Even though Hydrogen Cars have been testing for quite awhile now, the gears have never been really set as to when these steam belchers will finally line up for commercial mass production. And though science will always be on our side, the bumps in the road along the way will hinder its development.
Although the hydrogen test cars have been all over the news in the past decades, people in general seem to be largely uneducated with it and how it is handled. In this article, I will try to summarize what I know about Hydrogen and the factors that has caused the delay in the development of the Hydrogen Car, a machine that scientists highly regard as the only foreseeable green alternative.
One, the fuel source. Hydrogen fuel does not occur naturally on Earth and thus is not an energy source; rather it is an energy carrier. It is always bound to something else like it is to oxygen, forming water. The hydrogen fuel cycle goes through stages from separation or liberation from other bonded elements, then compressed or liquefied for storage and transport, then “burned†in a device called a fuel cell, in which energy is captured from the hydrogen as it combines with oxygen from the air to form water. The captured energy can be used to power electric motors and generators, and the only emissions are pure water.
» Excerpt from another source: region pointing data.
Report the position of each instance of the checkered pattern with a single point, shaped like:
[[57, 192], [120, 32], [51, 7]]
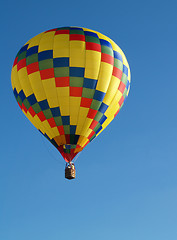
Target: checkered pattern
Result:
[[70, 82]]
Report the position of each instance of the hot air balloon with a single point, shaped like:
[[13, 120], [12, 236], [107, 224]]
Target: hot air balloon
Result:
[[70, 82]]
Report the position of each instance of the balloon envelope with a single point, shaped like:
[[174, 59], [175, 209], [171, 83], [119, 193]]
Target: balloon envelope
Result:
[[70, 82]]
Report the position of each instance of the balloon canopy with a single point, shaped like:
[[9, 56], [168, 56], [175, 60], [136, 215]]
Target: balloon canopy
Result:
[[70, 82]]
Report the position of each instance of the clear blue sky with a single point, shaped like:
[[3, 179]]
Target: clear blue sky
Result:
[[126, 185]]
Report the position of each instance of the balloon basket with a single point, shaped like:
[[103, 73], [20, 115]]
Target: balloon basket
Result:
[[70, 171]]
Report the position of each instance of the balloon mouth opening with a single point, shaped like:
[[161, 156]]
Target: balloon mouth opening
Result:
[[69, 151]]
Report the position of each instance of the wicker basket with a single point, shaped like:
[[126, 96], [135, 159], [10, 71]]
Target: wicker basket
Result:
[[70, 172]]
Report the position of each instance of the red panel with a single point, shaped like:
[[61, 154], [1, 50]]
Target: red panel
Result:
[[41, 116], [86, 144], [93, 46], [117, 113], [51, 30], [91, 134], [117, 72], [62, 31], [76, 91], [92, 113], [93, 124], [51, 122], [86, 102], [47, 73], [121, 100], [121, 87], [33, 67], [67, 136], [15, 61], [21, 64], [61, 130], [62, 81], [19, 105], [24, 108], [31, 111], [76, 37], [107, 58]]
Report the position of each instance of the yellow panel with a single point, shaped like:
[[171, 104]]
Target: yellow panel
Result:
[[82, 116], [92, 64], [24, 81], [87, 124], [112, 89], [35, 40], [15, 80], [46, 42], [104, 76], [113, 104], [51, 92], [61, 46], [36, 84], [64, 105], [77, 54], [55, 131], [63, 91], [74, 109]]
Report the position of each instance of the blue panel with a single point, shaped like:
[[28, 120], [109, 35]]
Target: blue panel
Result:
[[105, 43], [87, 33], [90, 83], [15, 92], [23, 49], [103, 119], [99, 95], [65, 120], [61, 62], [76, 72], [128, 84], [22, 95], [45, 55], [32, 51], [32, 99], [72, 129], [118, 56], [44, 104], [55, 112], [125, 70], [103, 108], [99, 129]]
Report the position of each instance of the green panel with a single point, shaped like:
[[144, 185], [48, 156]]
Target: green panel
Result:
[[125, 93], [72, 137], [95, 104], [31, 59], [67, 150], [61, 72], [76, 82], [47, 113], [58, 121], [92, 137], [98, 116], [124, 78], [97, 127], [36, 108], [19, 100], [45, 64], [26, 103], [107, 50], [88, 93], [21, 56], [118, 64], [66, 129], [92, 39], [75, 31]]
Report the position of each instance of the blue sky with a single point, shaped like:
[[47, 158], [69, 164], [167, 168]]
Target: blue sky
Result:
[[126, 185]]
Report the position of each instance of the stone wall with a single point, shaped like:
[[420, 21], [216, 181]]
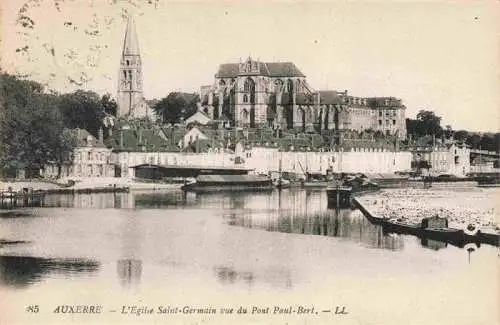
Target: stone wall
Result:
[[369, 160], [263, 160]]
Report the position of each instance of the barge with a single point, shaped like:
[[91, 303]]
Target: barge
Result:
[[432, 228], [340, 195], [214, 183]]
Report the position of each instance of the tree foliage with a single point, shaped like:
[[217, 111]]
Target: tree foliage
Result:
[[176, 107], [427, 123], [32, 131], [82, 109]]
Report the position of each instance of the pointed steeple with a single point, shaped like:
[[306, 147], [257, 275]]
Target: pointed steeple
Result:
[[130, 43]]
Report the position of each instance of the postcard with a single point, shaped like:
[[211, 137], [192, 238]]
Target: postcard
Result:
[[249, 162]]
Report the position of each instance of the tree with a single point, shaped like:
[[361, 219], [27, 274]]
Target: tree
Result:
[[176, 106], [460, 135], [428, 123], [82, 109], [31, 131]]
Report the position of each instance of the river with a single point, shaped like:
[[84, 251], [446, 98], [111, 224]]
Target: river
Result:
[[167, 250]]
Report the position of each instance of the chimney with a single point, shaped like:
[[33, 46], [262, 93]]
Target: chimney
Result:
[[100, 136]]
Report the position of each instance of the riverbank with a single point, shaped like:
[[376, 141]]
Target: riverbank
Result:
[[472, 205]]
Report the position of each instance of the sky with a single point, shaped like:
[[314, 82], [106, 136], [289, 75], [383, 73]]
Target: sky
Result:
[[437, 55]]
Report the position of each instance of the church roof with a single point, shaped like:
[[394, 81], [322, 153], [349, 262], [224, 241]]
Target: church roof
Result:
[[330, 97], [270, 69], [130, 43]]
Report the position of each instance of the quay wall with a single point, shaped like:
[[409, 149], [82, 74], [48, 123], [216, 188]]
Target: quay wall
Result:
[[368, 161], [264, 160]]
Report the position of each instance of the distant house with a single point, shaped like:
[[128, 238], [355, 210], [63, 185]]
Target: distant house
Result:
[[89, 159], [194, 134], [198, 118]]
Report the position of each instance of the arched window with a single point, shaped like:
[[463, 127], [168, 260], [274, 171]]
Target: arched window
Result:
[[278, 85], [249, 85]]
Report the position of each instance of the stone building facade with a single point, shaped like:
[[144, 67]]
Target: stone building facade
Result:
[[277, 94], [90, 158]]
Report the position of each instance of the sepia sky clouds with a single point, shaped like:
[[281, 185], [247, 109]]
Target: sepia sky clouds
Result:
[[442, 56]]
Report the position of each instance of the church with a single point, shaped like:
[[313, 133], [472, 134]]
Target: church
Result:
[[130, 97], [256, 94], [276, 94]]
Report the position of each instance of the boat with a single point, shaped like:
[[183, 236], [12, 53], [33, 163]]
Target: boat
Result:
[[488, 181], [211, 183], [431, 228], [339, 196], [314, 184]]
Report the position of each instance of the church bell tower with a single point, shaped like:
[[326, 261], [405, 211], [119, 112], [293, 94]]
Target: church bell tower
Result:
[[130, 96]]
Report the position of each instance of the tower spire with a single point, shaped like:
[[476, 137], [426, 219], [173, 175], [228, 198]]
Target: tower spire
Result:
[[130, 98], [130, 43]]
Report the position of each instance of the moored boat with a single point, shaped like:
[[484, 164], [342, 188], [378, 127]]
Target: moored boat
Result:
[[210, 183], [339, 196], [433, 228]]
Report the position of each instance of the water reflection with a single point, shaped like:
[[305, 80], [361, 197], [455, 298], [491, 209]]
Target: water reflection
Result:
[[129, 272], [432, 244], [276, 277], [227, 275], [132, 200], [21, 271]]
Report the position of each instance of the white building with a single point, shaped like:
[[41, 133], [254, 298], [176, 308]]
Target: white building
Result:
[[89, 159]]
So it takes an investment of another form of energy to free hydrogen from its existing bond and make it available as a stored fuel.
Two, getting hydrogen cars on the road in mass numbers will be no easy task. Imagine the building a new economy of some sort. We will have to redo everything, the hundreds of thousands of kilometers of pipeline, hundreds of thousands of service stations and depots, hundreds of millions of vehicles, the stock market, everything that involves the car. Nothing in our current fossil fuel infrastructure is compatible to the Hydrogen stations. Everything will have to be put up independently. Ironically, this mammoth endeavor of change would require a mammoth amount of fossil fuel to complete.
Three, the investments entailed in making all these changes. The infrastructure will take Trillions of Benjamins, an amount too big to be passed on to consumers. The investment needed will be too big, it will be more practical to spend it on developing other forms of alternative energy like Solar or Wind.
Fourth is Politics. A new energy source, a new kind of redtape. Somehow bought are inseparable. Much like Solar Energy, Hydrogen is an unusual source of energy. When government doesn’t know anything about it, they either let you be if you’re lucky or throw a blanket of redtape around you just to slow you down, that way they can catch up and learn how to tax you. And yes, we have the superpowers and their age-old partners to deal with. I guess they are not ready to part with fossil fuels, right? Not at this point when the business is at its peak.
Well, so much for the greenest alternative. Hydrogen technically for now isn’t really the new carbon free fuel. But if we go past the four hurdles, we should see a Hydrogen Car burst out of the mass production line. When? My answer is as good as yours.